Cela les fit songer. Ils trouvèrent qu'ils étaient loin de chez eux, qu'ils avaient laissé bien du pays derrière, bien des rivières, la Somme, l'Oise. M. de Charolais en avait fait assez; il avait tenu sa journée devant Paris, et personne n'avait osé sortir en bataille. S'il n'en faisait davantage, c'était la faute des Bretons qui n'étaient pas venus. Mais le roi venait, et au plus vite; on le savait pour sûr, une grande dame l'avait écrit de sa main.

La retraite ne convenait pas aux intérêts du grand meneur Saint-Pol, qui avait poussé à la guerre pour se faire connétable[455]. Il n'avait pas conduit le comte de Charolais jusqu'à Paris pour retourner si vite. Au défaut des Bretons qui n'arrivaient pas, il avait près du comte un homme pour dire qu'ils arrivaient, un Normand très-avisé, vice-chancelier du duc de Bretagne, qui, ayant des blancs-seings de son maître, les remplissait pour lui et le faisait parler; chaque jour le duc venait demain, après-demain, il ne pouvait tarder.
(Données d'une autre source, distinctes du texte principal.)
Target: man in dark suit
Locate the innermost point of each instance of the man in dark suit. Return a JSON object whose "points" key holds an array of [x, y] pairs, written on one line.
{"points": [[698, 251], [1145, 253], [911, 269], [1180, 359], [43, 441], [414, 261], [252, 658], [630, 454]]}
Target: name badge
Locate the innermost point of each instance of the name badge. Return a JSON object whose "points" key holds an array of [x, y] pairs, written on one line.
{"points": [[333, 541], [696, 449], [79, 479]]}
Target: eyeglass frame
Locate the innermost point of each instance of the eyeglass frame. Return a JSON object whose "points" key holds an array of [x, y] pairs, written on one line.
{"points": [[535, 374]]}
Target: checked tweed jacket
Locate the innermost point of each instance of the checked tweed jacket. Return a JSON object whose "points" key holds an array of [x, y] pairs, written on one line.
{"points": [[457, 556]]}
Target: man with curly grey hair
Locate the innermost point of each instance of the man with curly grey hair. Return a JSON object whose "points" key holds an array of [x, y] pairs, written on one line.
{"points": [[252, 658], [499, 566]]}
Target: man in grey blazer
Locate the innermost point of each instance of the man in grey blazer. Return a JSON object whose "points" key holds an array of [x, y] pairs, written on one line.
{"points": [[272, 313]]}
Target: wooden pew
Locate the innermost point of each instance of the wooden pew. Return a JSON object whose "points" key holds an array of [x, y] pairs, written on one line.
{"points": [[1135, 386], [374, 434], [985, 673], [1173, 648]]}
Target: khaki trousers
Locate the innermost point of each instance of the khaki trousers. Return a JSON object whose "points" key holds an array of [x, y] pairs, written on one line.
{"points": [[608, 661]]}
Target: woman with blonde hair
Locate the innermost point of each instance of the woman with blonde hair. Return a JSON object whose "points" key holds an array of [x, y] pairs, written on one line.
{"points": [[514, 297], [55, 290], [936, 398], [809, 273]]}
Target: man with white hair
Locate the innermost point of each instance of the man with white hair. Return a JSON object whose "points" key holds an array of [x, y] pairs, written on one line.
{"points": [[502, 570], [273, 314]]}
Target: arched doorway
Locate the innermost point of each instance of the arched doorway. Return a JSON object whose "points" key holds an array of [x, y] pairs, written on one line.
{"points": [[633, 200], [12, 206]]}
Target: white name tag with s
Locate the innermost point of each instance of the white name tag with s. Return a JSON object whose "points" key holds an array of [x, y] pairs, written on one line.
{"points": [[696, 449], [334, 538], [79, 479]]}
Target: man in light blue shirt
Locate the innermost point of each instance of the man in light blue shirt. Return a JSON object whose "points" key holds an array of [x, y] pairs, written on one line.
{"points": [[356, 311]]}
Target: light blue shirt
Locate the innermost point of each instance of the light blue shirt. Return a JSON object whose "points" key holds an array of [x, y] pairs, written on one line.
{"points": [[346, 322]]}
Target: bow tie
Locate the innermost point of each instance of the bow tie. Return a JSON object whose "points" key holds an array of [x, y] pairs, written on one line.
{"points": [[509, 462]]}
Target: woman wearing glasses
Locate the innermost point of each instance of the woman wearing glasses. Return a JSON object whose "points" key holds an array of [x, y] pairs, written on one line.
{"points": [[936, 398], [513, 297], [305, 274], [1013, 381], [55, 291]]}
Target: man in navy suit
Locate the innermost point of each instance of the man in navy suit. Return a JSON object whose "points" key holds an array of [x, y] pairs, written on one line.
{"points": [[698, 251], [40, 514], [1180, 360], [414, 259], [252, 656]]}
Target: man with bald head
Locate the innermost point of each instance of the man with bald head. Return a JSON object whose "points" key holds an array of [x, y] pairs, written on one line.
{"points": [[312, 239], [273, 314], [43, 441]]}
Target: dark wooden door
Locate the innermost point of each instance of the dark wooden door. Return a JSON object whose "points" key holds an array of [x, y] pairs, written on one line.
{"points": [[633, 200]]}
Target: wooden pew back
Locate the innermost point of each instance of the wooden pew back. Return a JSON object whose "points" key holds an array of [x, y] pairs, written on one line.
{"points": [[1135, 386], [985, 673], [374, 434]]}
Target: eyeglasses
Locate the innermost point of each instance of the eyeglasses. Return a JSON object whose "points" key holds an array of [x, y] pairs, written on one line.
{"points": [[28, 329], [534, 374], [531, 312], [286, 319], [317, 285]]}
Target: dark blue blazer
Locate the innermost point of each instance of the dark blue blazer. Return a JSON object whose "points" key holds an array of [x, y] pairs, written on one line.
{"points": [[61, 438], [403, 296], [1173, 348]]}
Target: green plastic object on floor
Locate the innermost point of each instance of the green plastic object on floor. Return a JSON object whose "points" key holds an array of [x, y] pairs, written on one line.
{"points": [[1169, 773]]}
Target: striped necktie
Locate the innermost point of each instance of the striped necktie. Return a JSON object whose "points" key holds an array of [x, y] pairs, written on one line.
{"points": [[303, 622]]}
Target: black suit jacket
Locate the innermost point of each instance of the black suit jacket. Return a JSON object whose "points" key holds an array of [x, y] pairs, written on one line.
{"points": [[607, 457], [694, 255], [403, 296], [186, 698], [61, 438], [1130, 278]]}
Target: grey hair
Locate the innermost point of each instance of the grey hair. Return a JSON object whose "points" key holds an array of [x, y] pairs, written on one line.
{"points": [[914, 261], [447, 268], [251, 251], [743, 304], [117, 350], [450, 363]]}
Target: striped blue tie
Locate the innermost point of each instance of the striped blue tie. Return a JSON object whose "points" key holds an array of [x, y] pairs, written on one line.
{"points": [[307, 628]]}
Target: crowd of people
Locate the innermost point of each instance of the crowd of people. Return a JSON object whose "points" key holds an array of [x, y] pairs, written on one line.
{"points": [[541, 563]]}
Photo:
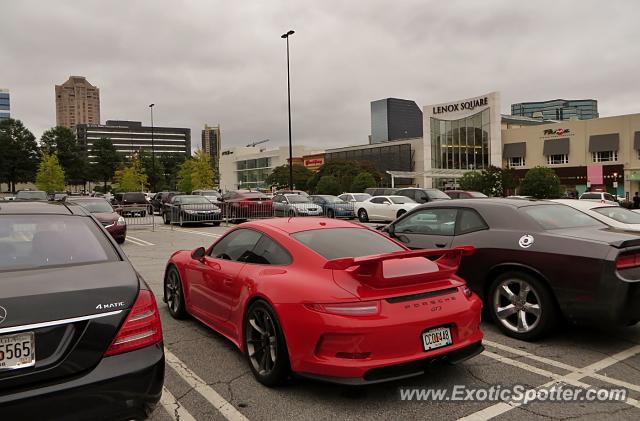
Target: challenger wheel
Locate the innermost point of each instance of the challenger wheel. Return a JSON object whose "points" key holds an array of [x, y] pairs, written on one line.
{"points": [[522, 306], [173, 293], [265, 345]]}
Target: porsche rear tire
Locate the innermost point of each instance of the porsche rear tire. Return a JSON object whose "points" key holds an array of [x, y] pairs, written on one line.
{"points": [[265, 345]]}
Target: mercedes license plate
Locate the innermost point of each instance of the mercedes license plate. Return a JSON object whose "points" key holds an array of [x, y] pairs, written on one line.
{"points": [[17, 351], [436, 338]]}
Saint-Pol gagna; il obtint qu'on irait au-devant, qu'on passerait la Seine; aussi bien, cette dévorante armée ne pouvait rester là sans vivres[456]. Il prit le pont de Saint-Cloud.
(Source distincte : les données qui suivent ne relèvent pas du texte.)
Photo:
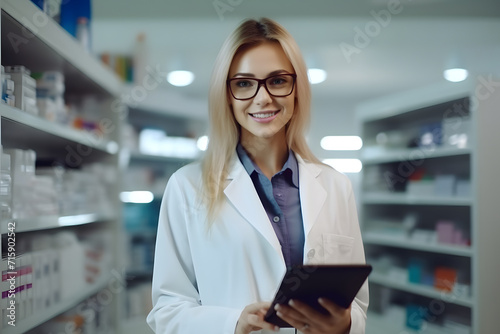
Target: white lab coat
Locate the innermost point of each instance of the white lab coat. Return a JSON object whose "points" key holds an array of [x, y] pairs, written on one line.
{"points": [[204, 278]]}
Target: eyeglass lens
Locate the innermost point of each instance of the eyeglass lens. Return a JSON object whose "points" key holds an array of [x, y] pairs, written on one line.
{"points": [[277, 85]]}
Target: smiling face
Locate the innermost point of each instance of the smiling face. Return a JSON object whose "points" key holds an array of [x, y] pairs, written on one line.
{"points": [[264, 116]]}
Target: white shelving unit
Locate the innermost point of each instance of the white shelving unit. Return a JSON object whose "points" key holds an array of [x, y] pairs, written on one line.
{"points": [[32, 39], [141, 234], [392, 215]]}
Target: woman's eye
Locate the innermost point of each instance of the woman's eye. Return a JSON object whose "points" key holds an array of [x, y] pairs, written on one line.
{"points": [[278, 81], [243, 83]]}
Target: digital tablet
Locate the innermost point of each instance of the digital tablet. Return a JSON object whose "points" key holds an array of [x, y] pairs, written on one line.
{"points": [[307, 283]]}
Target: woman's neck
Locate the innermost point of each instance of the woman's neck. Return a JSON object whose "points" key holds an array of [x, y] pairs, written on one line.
{"points": [[269, 154]]}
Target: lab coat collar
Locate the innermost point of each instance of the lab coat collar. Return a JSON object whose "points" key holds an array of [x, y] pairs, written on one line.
{"points": [[242, 194]]}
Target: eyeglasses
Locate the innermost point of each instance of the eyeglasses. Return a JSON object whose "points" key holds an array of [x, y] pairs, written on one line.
{"points": [[279, 85]]}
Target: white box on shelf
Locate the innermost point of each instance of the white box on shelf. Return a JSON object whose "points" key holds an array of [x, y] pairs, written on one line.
{"points": [[444, 185]]}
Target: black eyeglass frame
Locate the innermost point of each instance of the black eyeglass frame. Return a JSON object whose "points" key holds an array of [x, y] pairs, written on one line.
{"points": [[261, 82]]}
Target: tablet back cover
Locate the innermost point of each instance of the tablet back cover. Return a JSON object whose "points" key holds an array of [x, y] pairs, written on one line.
{"points": [[339, 283]]}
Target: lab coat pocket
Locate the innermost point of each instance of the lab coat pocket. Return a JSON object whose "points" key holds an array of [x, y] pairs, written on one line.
{"points": [[338, 248]]}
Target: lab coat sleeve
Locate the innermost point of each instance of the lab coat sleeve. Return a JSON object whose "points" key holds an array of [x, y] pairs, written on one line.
{"points": [[177, 307], [360, 303]]}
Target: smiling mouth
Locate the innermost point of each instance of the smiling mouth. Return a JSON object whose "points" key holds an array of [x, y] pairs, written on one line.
{"points": [[264, 115]]}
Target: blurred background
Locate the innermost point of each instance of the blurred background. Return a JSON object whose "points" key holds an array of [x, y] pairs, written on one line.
{"points": [[104, 100]]}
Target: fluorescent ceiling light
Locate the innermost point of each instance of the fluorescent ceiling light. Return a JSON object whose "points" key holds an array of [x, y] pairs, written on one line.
{"points": [[455, 74], [180, 78], [345, 165], [136, 196], [316, 75], [202, 143], [341, 143]]}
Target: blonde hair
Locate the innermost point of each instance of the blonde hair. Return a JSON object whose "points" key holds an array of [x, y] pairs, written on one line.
{"points": [[224, 130]]}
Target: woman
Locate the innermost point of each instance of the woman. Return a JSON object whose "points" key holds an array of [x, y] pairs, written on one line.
{"points": [[258, 202]]}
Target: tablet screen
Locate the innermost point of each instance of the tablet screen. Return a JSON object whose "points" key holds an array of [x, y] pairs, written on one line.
{"points": [[307, 283]]}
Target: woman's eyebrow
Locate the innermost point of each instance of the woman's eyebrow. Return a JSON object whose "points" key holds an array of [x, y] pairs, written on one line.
{"points": [[251, 75]]}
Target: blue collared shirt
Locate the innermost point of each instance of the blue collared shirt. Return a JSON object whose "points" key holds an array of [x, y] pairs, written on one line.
{"points": [[281, 200]]}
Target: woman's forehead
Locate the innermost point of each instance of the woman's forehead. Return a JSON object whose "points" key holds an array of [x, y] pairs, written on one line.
{"points": [[260, 60]]}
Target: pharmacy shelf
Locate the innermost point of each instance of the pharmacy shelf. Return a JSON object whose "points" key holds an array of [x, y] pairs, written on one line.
{"points": [[135, 325], [44, 134], [419, 289], [41, 316], [372, 156], [39, 43], [407, 243], [406, 199], [145, 158], [50, 222], [387, 324]]}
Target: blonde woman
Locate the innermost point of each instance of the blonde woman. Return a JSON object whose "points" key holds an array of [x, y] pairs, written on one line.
{"points": [[257, 203]]}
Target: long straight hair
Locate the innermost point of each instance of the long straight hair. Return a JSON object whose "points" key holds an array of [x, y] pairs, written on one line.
{"points": [[224, 130]]}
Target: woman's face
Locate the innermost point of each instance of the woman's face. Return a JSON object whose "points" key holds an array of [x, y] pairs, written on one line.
{"points": [[263, 116]]}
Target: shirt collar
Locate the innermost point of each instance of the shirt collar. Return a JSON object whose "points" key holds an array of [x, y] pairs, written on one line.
{"points": [[291, 164]]}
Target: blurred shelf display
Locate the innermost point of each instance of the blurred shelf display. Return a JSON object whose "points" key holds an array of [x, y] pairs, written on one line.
{"points": [[427, 208], [52, 222], [155, 144], [42, 316], [59, 205]]}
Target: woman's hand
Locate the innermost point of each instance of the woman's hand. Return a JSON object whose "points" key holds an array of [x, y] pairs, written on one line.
{"points": [[252, 319], [309, 321]]}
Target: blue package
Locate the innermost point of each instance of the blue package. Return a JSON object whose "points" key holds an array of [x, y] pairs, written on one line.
{"points": [[39, 3], [71, 11], [415, 316]]}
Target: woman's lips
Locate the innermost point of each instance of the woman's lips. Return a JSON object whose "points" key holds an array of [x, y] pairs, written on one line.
{"points": [[264, 117]]}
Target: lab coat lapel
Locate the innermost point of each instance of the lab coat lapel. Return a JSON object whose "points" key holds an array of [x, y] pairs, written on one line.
{"points": [[242, 194], [312, 193]]}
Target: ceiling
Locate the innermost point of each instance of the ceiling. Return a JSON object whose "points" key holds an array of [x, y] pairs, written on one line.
{"points": [[389, 51]]}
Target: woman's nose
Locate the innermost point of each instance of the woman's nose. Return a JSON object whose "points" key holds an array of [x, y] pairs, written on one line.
{"points": [[262, 96]]}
Les Parisiens, effrayés de n'avoir plus la basse Seine, de ne pouvoir plus compter sur les arrivages d'en bas, se sentaient déjà «la faim aux dents.» Ils trouvèrent bon dès lors qu'on reçût les hérauts, qu'on envoyât des gens honorables à qui M. de Charolais déclarerait en confidence pourquoi il était venu. Longuement, lentement parlementaient les hérauts à la porte Saint-Honoré, sous mille prétextes; ils demandaient à acheter du papier, du parchemin, de l'encre, puis du sucre, puis des drogues. Les gens du roi furent obligés de faire fermer la porte.
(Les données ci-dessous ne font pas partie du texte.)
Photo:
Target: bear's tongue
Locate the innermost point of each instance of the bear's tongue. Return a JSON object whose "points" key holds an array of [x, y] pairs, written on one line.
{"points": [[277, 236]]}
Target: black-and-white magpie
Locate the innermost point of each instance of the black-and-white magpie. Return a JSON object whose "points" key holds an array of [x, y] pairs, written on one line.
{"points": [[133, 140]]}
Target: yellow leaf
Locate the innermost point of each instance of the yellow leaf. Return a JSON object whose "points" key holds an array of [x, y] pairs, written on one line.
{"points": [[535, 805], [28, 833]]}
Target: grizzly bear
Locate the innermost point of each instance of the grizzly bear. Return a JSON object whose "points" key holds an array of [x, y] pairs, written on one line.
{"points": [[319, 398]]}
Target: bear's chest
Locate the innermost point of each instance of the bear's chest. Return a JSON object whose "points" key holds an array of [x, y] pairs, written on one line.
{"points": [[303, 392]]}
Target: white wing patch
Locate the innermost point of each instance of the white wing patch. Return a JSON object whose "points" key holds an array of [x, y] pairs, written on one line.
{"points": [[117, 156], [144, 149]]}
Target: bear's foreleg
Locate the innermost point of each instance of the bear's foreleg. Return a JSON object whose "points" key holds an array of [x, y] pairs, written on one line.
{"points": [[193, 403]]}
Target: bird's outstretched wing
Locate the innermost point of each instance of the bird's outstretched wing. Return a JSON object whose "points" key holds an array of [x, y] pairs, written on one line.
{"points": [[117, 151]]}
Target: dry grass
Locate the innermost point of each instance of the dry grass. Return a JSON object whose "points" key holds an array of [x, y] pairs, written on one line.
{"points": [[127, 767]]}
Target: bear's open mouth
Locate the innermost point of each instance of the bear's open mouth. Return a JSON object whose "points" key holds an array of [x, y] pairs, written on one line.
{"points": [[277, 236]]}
Le roi, qui savait tout, se hâtait d'autant plus. Il écrivit le 14 qu'il arrivait le 16. Il accourait pour se jeter dans Paris, sentant qu'avec Paris, quoi qu'il arrivât, il serait encore roi de France[457]. Il aimait mieux ne pas combattre, s'il pouvait, mais à tout prix il voulait passer. Il prévoyait que les Bourguignons, plus forts que lui d'un tiers, se mettraient entre lui et la ville. Il avait mandé de Paris deux cents lances (mille ou douze cents cavaliers); son lieutenant-général, Charles de Melun, devait les lui envoyer avec le maréchal de Rouault[458]. Les Bourguignons campaient fort éloignés les uns des autres; leur avant-garde était vers Paris, à deux lieues des autres corps. Si le roi les prenait d'un côté, Rouault de l'autre, ils étaient détruits; détruits ou non, le roi passait.

Arrivé à Montlhéry le matin, il voit la route occupée par l'avant-garde bourguignonne que le reste rejoint en toute hâte. Rouault ne paraît pas. Le roi attend sur la hauteur, occupant la vieille tour, se couvrant d'une haie et d'un fossé. Il attend deux heures, quatre heures (de six à dix), mais Rouault ne vient pas.

Le roi avait de meilleures troupes, plus aguerries, mais il n'était nullement sûr des chefs. Le fossé seul faisait leur loyauté; ils n'osaient le passer sous l'œil du roi. Mais une fois passé, M. de Brézé, qui menait l'avant-garde, eût fort bien pu se trouver bourguignon, auquel cas le comte du Maine, qui avait l'arrière-garde, fût peut-être tombé sur le roi[459]. Que Paris se déclarât, qu'on vît venir seulement cent cavaliers de ce côté, tous étaient loyaux et fidèles.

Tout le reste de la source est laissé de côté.